You also need to configure Nagios to accept messages via NSCA. Those will be passive alerts.

# This is an example of the correct way to activate Nagios warnings
contact.nagios.command /usr/local/nagios/bin/send_nsca
nagioshost.example.com -c /usr/local/nagios/etc/send_nsca.cfg

Munin and Alerting: Method 1

Munin internal alerting system

Munin graphs are nice; but if you don't want to check them every morning for suspiciously high network traffic or critical disk usage, you would probably want munin to send you an alert if it finds an "unusual" value. Munin has a very basic alerting system built-in. Imagine your email adress is user@foo.com, and you want to receive a mail if the load on serverA goes over 3, and another mail if it reaches the critical value 5. You also want your partner, partner@foo.com, to be notified.

In /etc/munin/munin.conf, add the following line (usually over the part defining the nodes to monitor) :


contact.user.command mail −s "Munin Notification" user@foo.com
contact.partner.command mail −s "Munin Notification" partner@foo.com


Then, in the part describing serverA:


[domain;serverA]
        address aaa.aaa.aaa.aaa
        use_node_name yes
load.warning 3
load.critical 5
contacts user partner



The values 3 and 5 are here maximal values.

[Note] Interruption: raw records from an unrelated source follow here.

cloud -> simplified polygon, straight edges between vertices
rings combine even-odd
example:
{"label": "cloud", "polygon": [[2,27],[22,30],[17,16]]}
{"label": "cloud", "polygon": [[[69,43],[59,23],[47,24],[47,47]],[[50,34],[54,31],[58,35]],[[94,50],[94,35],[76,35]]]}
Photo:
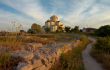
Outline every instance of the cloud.
{"label": "cloud", "polygon": [[81,28],[99,27],[110,24],[109,0],[0,0],[0,2],[27,15],[9,13],[1,9],[1,18],[17,19],[26,27],[32,22],[44,25],[44,22],[54,14],[58,15],[65,25],[72,27],[76,25]]}
{"label": "cloud", "polygon": [[46,18],[46,13],[37,0],[2,0],[1,2],[38,21]]}

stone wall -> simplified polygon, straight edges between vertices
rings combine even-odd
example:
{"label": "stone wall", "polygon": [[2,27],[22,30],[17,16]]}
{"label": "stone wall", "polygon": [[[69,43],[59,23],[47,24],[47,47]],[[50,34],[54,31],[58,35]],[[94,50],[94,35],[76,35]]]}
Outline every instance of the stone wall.
{"label": "stone wall", "polygon": [[27,50],[14,52],[12,54],[13,58],[17,59],[20,57],[23,59],[23,61],[18,63],[16,70],[49,70],[59,60],[61,53],[66,53],[72,48],[77,47],[80,42],[80,40],[76,40],[67,44],[45,45],[35,52]]}

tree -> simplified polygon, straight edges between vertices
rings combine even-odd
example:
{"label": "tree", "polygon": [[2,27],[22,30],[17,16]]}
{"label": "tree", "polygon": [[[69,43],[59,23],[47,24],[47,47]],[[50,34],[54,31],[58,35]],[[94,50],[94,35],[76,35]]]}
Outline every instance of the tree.
{"label": "tree", "polygon": [[35,30],[33,30],[33,29],[29,29],[29,30],[27,31],[27,33],[35,34],[35,33],[36,33],[36,31],[35,31]]}
{"label": "tree", "polygon": [[36,23],[32,24],[31,29],[34,30],[35,32],[38,32],[38,33],[42,32],[41,26]]}
{"label": "tree", "polygon": [[101,26],[95,33],[101,37],[110,36],[110,25]]}
{"label": "tree", "polygon": [[69,26],[66,26],[66,27],[65,27],[65,31],[66,31],[66,32],[70,32],[70,29],[71,29],[71,27],[69,27]]}
{"label": "tree", "polygon": [[44,30],[45,30],[45,32],[50,32],[50,28],[48,28],[48,27],[46,27],[46,28],[44,28]]}
{"label": "tree", "polygon": [[80,31],[79,26],[75,26],[73,30],[74,30],[74,32],[79,32]]}

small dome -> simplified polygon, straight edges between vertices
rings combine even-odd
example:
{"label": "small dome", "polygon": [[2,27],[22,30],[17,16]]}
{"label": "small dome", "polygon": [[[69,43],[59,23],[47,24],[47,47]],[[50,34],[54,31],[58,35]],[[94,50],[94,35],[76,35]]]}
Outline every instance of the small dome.
{"label": "small dome", "polygon": [[50,17],[50,20],[56,22],[58,21],[58,17],[56,15],[53,15]]}

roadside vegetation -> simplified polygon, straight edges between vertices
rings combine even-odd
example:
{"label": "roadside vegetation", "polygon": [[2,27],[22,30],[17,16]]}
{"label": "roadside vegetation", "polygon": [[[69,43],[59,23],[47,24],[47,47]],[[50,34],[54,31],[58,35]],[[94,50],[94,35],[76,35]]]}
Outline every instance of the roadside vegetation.
{"label": "roadside vegetation", "polygon": [[110,70],[110,37],[98,38],[91,55],[100,62],[106,70]]}
{"label": "roadside vegetation", "polygon": [[82,51],[86,48],[89,40],[86,36],[81,37],[81,43],[68,53],[62,53],[59,62],[53,65],[51,70],[84,70]]}

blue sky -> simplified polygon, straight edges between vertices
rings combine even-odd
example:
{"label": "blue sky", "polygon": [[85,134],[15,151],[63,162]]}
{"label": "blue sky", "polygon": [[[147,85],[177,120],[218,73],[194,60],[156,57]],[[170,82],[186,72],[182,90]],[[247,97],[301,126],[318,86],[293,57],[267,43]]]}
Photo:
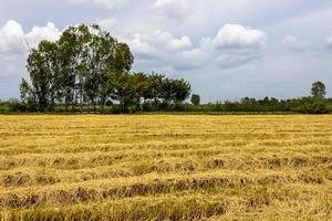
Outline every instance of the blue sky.
{"label": "blue sky", "polygon": [[332,96],[331,0],[1,0],[0,98],[18,97],[27,49],[98,23],[131,45],[133,71],[185,77],[204,102]]}

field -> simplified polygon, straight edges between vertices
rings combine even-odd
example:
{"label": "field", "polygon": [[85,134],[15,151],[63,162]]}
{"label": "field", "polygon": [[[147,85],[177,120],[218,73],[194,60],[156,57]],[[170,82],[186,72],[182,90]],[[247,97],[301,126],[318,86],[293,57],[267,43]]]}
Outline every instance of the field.
{"label": "field", "polygon": [[332,116],[0,116],[0,220],[331,220]]}

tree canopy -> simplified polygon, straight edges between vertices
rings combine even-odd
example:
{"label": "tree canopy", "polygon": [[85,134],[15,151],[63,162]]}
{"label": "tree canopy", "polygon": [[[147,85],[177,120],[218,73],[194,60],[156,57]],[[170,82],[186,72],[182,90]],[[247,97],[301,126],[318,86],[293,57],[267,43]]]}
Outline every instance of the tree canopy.
{"label": "tree canopy", "polygon": [[[178,104],[190,95],[185,80],[162,74],[132,73],[134,56],[98,25],[68,28],[59,41],[42,41],[28,56],[30,81],[22,80],[21,98],[37,110],[80,106],[102,107],[110,101],[121,110],[141,108],[142,102]],[[30,82],[30,83],[29,83]]]}

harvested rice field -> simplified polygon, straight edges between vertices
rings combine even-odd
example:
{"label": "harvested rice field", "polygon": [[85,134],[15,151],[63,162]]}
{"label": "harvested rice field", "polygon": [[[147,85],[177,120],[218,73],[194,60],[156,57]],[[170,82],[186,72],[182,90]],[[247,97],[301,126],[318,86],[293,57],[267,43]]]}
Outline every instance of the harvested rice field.
{"label": "harvested rice field", "polygon": [[332,116],[0,116],[0,220],[332,220]]}

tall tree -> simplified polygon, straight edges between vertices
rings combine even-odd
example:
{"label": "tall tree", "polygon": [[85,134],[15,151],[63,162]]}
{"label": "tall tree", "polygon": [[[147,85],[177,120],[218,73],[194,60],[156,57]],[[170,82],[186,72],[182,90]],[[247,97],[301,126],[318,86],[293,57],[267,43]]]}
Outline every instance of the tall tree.
{"label": "tall tree", "polygon": [[193,94],[191,103],[193,103],[193,105],[198,106],[200,104],[200,96],[198,94]]}
{"label": "tall tree", "polygon": [[326,91],[325,91],[325,85],[324,83],[322,82],[315,82],[312,84],[312,87],[311,87],[311,95],[314,97],[314,98],[324,98],[325,95],[326,95]]}

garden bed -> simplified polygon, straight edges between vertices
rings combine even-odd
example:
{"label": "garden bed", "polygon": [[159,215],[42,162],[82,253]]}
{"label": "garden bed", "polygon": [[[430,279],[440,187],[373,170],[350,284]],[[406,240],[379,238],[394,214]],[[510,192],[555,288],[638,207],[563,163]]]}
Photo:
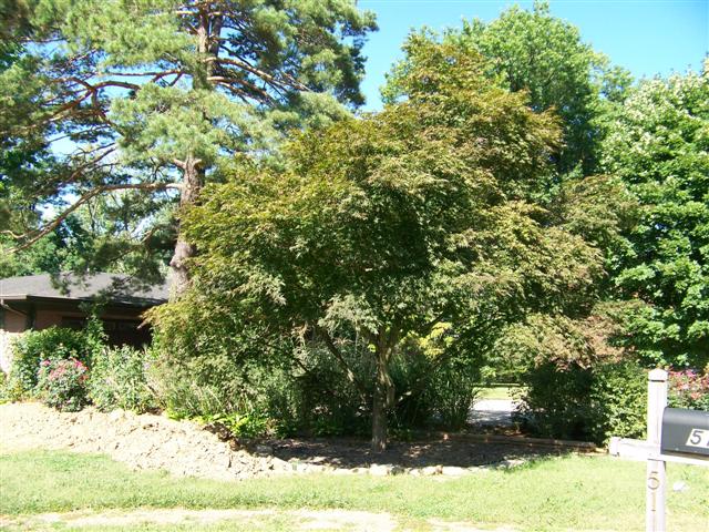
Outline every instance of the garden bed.
{"label": "garden bed", "polygon": [[442,433],[394,441],[383,453],[373,453],[369,441],[353,438],[237,442],[163,416],[93,408],[58,412],[31,402],[0,406],[0,422],[6,448],[102,452],[133,469],[220,480],[311,472],[462,475],[574,450],[521,438]]}

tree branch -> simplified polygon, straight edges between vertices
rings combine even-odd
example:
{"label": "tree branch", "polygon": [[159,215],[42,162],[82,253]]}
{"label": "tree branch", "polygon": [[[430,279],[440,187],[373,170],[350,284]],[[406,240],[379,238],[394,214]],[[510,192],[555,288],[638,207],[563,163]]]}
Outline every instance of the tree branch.
{"label": "tree branch", "polygon": [[347,364],[347,360],[342,356],[342,351],[340,351],[338,347],[335,345],[328,331],[325,328],[317,325],[315,326],[315,330],[322,336],[322,339],[325,340],[325,345],[327,346],[328,350],[332,354],[332,356],[337,359],[337,361],[340,362],[340,365],[342,366],[342,369],[345,369],[345,375],[347,376],[348,380],[352,385],[354,385],[361,398],[363,400],[367,400],[367,388],[364,387],[364,385],[362,385],[362,382],[359,381],[359,379],[350,368],[349,364]]}
{"label": "tree branch", "polygon": [[136,184],[129,183],[129,184],[123,184],[123,185],[101,185],[101,186],[97,186],[93,191],[88,192],[86,194],[81,196],[72,206],[66,208],[63,213],[61,213],[59,216],[56,216],[49,224],[44,225],[44,227],[39,229],[27,242],[24,242],[21,245],[10,249],[9,253],[17,253],[17,252],[21,252],[22,249],[27,249],[32,244],[34,244],[37,241],[39,241],[43,236],[47,236],[52,231],[54,231],[59,226],[59,224],[61,224],[64,219],[66,219],[66,217],[71,213],[76,211],[80,206],[82,206],[86,202],[91,201],[93,197],[95,197],[95,196],[97,196],[100,194],[103,194],[104,192],[125,191],[125,190],[162,191],[162,190],[165,190],[165,188],[182,188],[182,185],[177,184],[177,183],[136,183]]}

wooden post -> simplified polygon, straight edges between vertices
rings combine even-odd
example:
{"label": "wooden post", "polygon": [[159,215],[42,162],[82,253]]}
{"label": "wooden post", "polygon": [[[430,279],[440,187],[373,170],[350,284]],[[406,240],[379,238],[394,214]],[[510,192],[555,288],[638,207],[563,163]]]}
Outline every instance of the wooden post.
{"label": "wooden post", "polygon": [[[648,375],[647,389],[647,442],[660,446],[662,411],[667,407],[667,371],[654,369]],[[647,461],[647,490],[645,498],[646,532],[665,532],[665,461]]]}

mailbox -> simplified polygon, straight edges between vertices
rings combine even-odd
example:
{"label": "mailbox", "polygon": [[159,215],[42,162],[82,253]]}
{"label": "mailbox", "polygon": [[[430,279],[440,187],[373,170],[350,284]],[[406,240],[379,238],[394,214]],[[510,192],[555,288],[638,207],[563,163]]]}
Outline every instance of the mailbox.
{"label": "mailbox", "polygon": [[709,458],[709,412],[666,408],[662,412],[660,452]]}

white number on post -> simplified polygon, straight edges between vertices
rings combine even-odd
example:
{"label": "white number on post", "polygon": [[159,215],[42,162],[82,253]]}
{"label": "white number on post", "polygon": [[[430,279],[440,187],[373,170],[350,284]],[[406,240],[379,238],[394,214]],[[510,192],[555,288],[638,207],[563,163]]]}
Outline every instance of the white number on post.
{"label": "white number on post", "polygon": [[689,447],[709,447],[709,430],[691,429],[686,444]]}

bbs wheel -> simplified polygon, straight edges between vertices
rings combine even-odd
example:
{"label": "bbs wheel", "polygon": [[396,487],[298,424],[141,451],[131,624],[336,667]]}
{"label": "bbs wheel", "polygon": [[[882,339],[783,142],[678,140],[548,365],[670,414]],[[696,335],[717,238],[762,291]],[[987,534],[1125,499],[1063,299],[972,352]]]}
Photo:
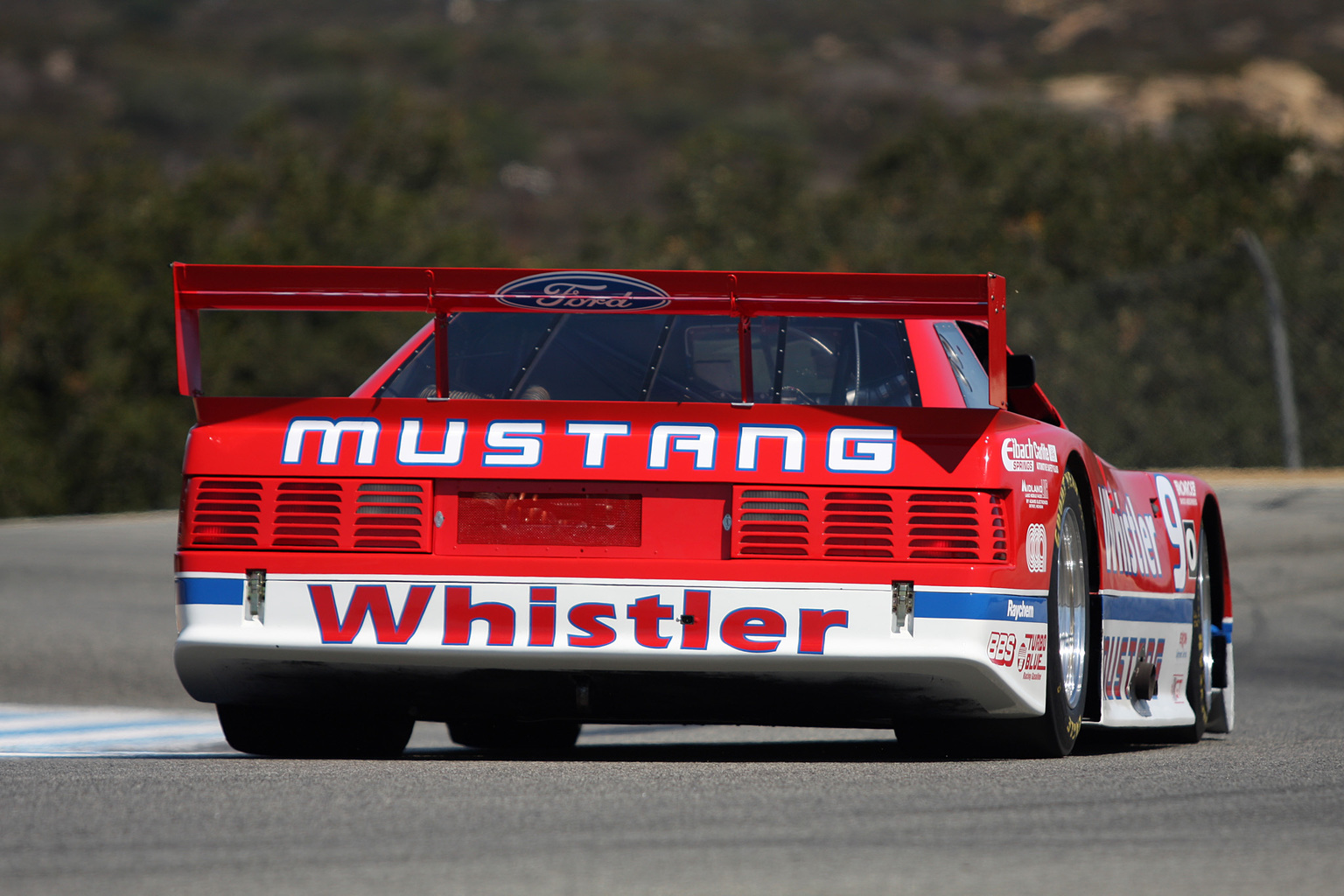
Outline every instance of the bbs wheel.
{"label": "bbs wheel", "polygon": [[1067,756],[1082,731],[1087,682],[1087,543],[1073,473],[1059,484],[1055,549],[1050,564],[1050,650],[1046,712],[1012,723],[1016,747],[1030,755]]}
{"label": "bbs wheel", "polygon": [[378,712],[219,704],[228,746],[258,756],[390,759],[411,739],[415,720]]}
{"label": "bbs wheel", "polygon": [[571,750],[583,725],[577,721],[450,721],[448,736],[453,743],[474,750],[501,752],[548,754]]}

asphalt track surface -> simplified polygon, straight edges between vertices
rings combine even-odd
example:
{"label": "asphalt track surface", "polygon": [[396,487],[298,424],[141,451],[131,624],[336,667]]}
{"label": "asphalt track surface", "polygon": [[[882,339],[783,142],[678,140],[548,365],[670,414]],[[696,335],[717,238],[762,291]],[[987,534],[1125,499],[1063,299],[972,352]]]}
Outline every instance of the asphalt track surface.
{"label": "asphalt track surface", "polygon": [[[884,732],[603,727],[526,760],[419,725],[395,762],[11,755],[0,893],[1337,895],[1344,478],[1220,494],[1232,735],[952,762]],[[0,704],[204,717],[172,670],[173,536],[0,524]]]}

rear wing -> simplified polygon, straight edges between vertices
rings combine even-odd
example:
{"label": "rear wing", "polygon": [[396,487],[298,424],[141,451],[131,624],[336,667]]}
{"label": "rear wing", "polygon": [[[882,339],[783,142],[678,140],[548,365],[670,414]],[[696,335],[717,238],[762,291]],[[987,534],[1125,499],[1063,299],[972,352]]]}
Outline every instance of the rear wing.
{"label": "rear wing", "polygon": [[[1005,407],[1007,286],[997,274],[564,271],[511,267],[327,267],[173,263],[177,388],[202,395],[200,312],[415,312],[434,317],[439,396],[448,395],[448,317],[456,312],[718,314],[738,318],[742,395],[753,395],[751,318],[900,317],[984,321],[989,402]],[[558,290],[603,281],[607,292]],[[622,283],[638,285],[621,293]]]}

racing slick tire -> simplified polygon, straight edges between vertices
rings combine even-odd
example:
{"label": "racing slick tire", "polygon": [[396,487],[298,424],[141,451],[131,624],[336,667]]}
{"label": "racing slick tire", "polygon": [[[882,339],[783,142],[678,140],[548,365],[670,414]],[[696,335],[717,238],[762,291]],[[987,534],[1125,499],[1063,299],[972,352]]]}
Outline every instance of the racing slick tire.
{"label": "racing slick tire", "polygon": [[1066,473],[1055,513],[1055,549],[1050,564],[1046,712],[1034,719],[911,720],[896,727],[896,750],[913,759],[988,756],[1067,756],[1082,731],[1087,703],[1087,543],[1083,540],[1078,484]]}
{"label": "racing slick tire", "polygon": [[415,720],[379,712],[219,704],[228,746],[258,756],[390,759],[411,739]]}
{"label": "racing slick tire", "polygon": [[1189,633],[1189,673],[1185,677],[1185,703],[1195,711],[1195,724],[1176,729],[1176,743],[1199,743],[1208,729],[1214,705],[1214,639],[1210,627],[1214,618],[1212,580],[1208,575],[1208,541],[1199,533],[1199,560],[1195,574],[1195,599]]}
{"label": "racing slick tire", "polygon": [[473,750],[550,754],[571,750],[582,728],[578,721],[468,720],[448,723],[448,736],[453,743]]}
{"label": "racing slick tire", "polygon": [[1078,482],[1073,473],[1064,473],[1059,484],[1059,509],[1055,512],[1055,549],[1050,562],[1046,611],[1050,623],[1046,712],[1035,719],[1007,723],[1005,746],[1013,752],[1044,758],[1067,756],[1082,732],[1091,661],[1087,652],[1086,531]]}

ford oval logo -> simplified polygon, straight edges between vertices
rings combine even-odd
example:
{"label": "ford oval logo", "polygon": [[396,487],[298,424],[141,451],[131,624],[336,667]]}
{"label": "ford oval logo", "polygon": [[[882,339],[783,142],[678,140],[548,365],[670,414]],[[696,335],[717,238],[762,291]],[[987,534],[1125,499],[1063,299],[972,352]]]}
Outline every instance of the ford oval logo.
{"label": "ford oval logo", "polygon": [[558,312],[652,312],[671,301],[653,283],[590,270],[523,277],[500,286],[495,298],[513,308]]}

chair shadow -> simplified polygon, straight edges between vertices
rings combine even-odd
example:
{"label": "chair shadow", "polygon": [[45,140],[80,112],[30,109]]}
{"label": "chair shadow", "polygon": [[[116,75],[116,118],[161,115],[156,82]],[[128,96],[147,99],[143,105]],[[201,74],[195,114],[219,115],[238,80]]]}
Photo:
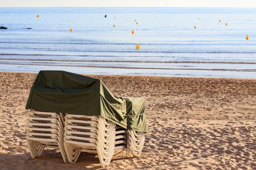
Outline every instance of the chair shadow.
{"label": "chair shadow", "polygon": [[46,149],[39,158],[32,158],[29,153],[0,153],[0,170],[96,170],[104,169],[95,155],[82,152],[75,164],[65,163],[60,153]]}

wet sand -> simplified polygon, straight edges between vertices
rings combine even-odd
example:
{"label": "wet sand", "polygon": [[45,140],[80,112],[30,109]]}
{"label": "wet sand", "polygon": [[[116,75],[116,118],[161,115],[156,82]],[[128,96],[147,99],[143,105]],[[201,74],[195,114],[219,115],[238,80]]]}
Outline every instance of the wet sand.
{"label": "wet sand", "polygon": [[[37,74],[0,72],[0,169],[101,168],[82,153],[32,159],[25,105]],[[115,155],[109,169],[256,169],[256,79],[93,75],[118,96],[144,97],[149,133],[139,158]]]}

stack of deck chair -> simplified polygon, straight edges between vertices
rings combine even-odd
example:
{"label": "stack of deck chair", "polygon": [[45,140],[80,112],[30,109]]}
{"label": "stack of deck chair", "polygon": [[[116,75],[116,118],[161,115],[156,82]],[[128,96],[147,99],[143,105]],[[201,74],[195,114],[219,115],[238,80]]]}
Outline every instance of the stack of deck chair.
{"label": "stack of deck chair", "polygon": [[58,148],[67,158],[63,145],[63,114],[30,110],[27,117],[27,143],[31,157],[38,157],[46,147]]}
{"label": "stack of deck chair", "polygon": [[116,124],[97,116],[66,114],[64,145],[69,163],[82,150],[97,153],[101,166],[109,164],[114,152]]}
{"label": "stack of deck chair", "polygon": [[117,125],[115,130],[115,150],[126,148],[127,130]]}
{"label": "stack of deck chair", "polygon": [[140,156],[145,141],[145,133],[128,130],[129,150],[134,156]]}
{"label": "stack of deck chair", "polygon": [[32,158],[45,147],[57,147],[65,162],[76,162],[84,151],[97,155],[105,167],[117,150],[126,149],[134,156],[141,153],[147,133],[145,100],[115,97],[98,79],[40,71],[26,109],[33,109],[27,130]]}

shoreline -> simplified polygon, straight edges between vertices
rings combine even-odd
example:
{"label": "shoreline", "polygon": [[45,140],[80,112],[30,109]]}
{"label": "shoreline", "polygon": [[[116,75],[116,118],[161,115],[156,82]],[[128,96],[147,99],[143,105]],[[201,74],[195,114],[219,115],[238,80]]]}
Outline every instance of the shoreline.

If you wanted to say, I want to be warned if the load goes under 1, you could replace 3 by 1:. You can also set a minimum and a maximum value: load.warn 1:3 would warn you if the load goes under 1 or over 3. 
To monitor part of a service with munin, you will need the internal name of the element you want to check. For example, we want to be warned if the usage of the disk /dev/sdb1 on serverA exceeds 95%; the line we will add is _dev_sdb1.warning 95, devsdb1 being the internal name of the element. There are two ways to find this internal name.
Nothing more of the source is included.